心が意識だというところまで来ましたので、また魂に少し戻ります。

意識が生まれる前の状態に魂が置かれていることになります。物心がつく前の状態は魂が育まれていますから、「三つ子の魂百まで」と言われるのもわかります。しかし、だからといって魂はその後から不変なのではありません。魂は常に働いています。心に浮かぶことは、その前に魂で作られたものだからです。今でいう無意識の領域は魂の活動範囲となります。

少なくとも生きている間に、魂は様々な影響を受けながら、変容もしています。だからこそ「魂が汚れる」とか「魂が磨かれる」こともあり、心のそれよりも強いトーンとして受け取られます。

以前申し上げたように、人の脳の中にホムンクルスみたいなものを考えると無限ループにはまりますが、魂の定義によってこれを避けることが可能です。心の中はとても「うるさい」ものです。私は幼年期、黙読ができた時に、不思議で仕方がなかった記憶があります。音がないのに音が頭の中に生まれているのです。

意の文字は解体すると、音と心です。古代の人もこの不思議は感じていたのでしょう。意は外界の一部を頭の中での再現したものだと言いたげです。だから続きはこうなっています。
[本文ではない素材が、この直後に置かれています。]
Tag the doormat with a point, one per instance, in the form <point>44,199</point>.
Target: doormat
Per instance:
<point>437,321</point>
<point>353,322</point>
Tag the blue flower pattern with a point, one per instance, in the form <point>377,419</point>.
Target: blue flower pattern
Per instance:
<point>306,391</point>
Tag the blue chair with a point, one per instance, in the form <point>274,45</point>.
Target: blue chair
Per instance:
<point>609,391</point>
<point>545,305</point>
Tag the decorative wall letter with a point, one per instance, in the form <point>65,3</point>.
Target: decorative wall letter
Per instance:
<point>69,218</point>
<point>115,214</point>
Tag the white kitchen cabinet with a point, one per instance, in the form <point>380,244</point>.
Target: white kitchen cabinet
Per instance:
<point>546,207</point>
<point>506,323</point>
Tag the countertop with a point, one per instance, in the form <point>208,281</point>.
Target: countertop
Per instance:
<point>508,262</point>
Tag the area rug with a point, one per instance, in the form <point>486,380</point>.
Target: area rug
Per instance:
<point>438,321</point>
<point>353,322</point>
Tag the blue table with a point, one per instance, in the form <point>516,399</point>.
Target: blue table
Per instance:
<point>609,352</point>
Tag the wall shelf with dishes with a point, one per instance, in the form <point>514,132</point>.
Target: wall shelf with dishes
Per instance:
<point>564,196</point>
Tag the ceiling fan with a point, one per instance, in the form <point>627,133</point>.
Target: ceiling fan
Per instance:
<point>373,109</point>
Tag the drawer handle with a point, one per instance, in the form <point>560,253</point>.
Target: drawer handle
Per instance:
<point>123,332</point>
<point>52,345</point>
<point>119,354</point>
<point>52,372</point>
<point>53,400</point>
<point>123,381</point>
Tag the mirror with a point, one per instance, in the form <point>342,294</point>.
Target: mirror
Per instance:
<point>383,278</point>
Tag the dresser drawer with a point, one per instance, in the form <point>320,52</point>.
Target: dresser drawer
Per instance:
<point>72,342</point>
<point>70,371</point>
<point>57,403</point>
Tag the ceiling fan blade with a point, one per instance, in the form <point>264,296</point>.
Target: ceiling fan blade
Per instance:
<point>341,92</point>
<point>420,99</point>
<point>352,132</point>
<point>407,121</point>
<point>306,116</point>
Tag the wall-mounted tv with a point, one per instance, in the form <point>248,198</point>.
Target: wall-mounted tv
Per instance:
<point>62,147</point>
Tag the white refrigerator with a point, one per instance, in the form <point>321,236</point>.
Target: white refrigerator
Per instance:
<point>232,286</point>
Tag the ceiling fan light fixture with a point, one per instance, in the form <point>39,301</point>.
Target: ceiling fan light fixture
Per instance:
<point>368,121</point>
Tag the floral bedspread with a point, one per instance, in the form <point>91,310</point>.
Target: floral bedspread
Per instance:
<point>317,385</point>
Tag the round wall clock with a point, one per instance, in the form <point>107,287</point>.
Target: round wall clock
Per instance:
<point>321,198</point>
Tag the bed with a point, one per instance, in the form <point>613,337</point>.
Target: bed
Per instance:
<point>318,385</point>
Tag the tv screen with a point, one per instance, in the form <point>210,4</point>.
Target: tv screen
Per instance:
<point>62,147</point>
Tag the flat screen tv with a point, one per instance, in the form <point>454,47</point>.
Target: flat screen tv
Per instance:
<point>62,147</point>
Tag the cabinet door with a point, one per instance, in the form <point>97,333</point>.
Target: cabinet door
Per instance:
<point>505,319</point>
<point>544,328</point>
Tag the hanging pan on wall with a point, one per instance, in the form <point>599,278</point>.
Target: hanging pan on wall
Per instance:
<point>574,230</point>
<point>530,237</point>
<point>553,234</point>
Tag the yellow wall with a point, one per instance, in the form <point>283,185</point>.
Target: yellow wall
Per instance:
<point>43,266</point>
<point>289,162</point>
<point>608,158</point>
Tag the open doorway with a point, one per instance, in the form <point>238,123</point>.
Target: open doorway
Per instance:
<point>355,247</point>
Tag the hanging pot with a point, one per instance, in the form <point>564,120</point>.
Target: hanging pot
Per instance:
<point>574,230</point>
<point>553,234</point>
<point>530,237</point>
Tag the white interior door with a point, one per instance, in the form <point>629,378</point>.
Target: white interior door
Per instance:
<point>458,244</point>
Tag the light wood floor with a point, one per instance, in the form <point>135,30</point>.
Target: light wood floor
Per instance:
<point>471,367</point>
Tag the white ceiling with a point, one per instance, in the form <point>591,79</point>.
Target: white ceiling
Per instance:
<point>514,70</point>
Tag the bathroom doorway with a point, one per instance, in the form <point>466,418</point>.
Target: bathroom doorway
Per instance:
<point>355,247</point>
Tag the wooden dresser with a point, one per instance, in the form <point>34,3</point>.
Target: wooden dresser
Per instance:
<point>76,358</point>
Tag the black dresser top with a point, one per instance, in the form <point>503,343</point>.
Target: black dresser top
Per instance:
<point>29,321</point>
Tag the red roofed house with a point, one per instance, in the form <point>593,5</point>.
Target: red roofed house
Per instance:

「心有所憶謂之意」心は憶するところあり、之を〝意〟と謂う

「憶する」は「臆する」とは違います。意の動詞形みたいなもので、あれこれと音や映像が浮かぶことでしょう。しかし、何でもかんでも出てくるわけではない。魂の段階で限定されたものだけになります。心は魂の活動を受け取って、意識に上げているわけです。その限定の仕方が夢の中では緩いですね。では、日中それをきびしくしているのは何なのでしょうか?